On Behalf of | Dec 4, 2020 | Criminal Defense |

It was a normal weekend day. You bought a few things at the grocery store. You visited a bookstore. You deposited a check at the bank. You went to a church meeting.

Did you know that law enforcers in Colorado and nationally can potentially track all those movements with precision in an after-the-fact matter? And that they might be able to do so even if they didn’t pay even scant attention to you all day?

That potential to secure information you might duly regard as private ratchets up to a certainty if you own a cellphone and are a Google account holder.

The geofence warrant universe: reverse location tracking

Surveillance that is decidedly high-tech can now track mobile device owners not only in their forward movements, but in detailing where they were in the past.

In fact, that monitoring capability is really nothing new. A recent American Bar Association article discussing the constitutional implications of reverse location tracking notes that federal authorities first exploited the technology back in 2016. Warrant requests authorizing use of the tool “have exploded” since then; reportedly, Google received about 180 requests for reverse tracking day on an average week throughout last year.

Critics sound alarm: fears surrounding geofence warrants

Reverse location tracking is actually a simple concept and an easily doable task for Google and other data-gathering companies. In a nutshell, it works as follows, conveyed through a quick hypothetical.
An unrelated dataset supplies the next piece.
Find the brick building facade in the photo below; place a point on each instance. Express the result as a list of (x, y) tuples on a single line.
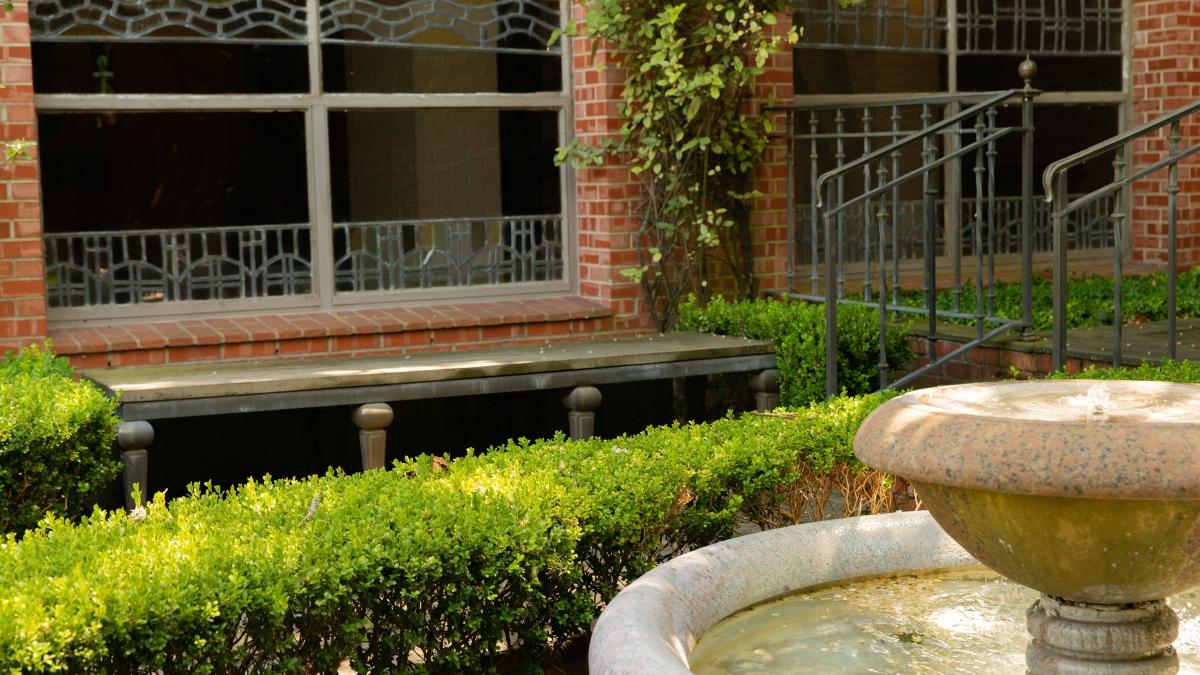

To wit: Someone is robbing banks, but the police don’t have any particular suspect. They counter that by asking Google to provide information on its account holders who were within due proximity of all the targeted banks within an hour of their being robbed. The provided data helps them identify and ultimately arrest a particular suspect.

Enforcement officials laud the tech assist and warrants enabling it use. The ABA piece underscores their enthusiasm and view that reverse location tracking “is a valid and valuable crime-solving technique.”

Unsurprisingly, critics – and there are many of them across a broad coalition — don’t see it that way. They criticize geofence warrants on myriad grounds, including these:

  • Lack of any particularized suspicion concerning a specific person, which is a constitutional warrant requirement under the Fourth Amendment
  • Culled information that has led to unwarranted police violence and false arrests
  • Intrusion on citizens’ rights to privacy in select spheres of daily life

The bottom line for many commentators stressing deep concerns with geofence warrant issuance is clear and simple: It too often invades privacy, fails the test of individualized suspicion and can easily yield wrong conclusions.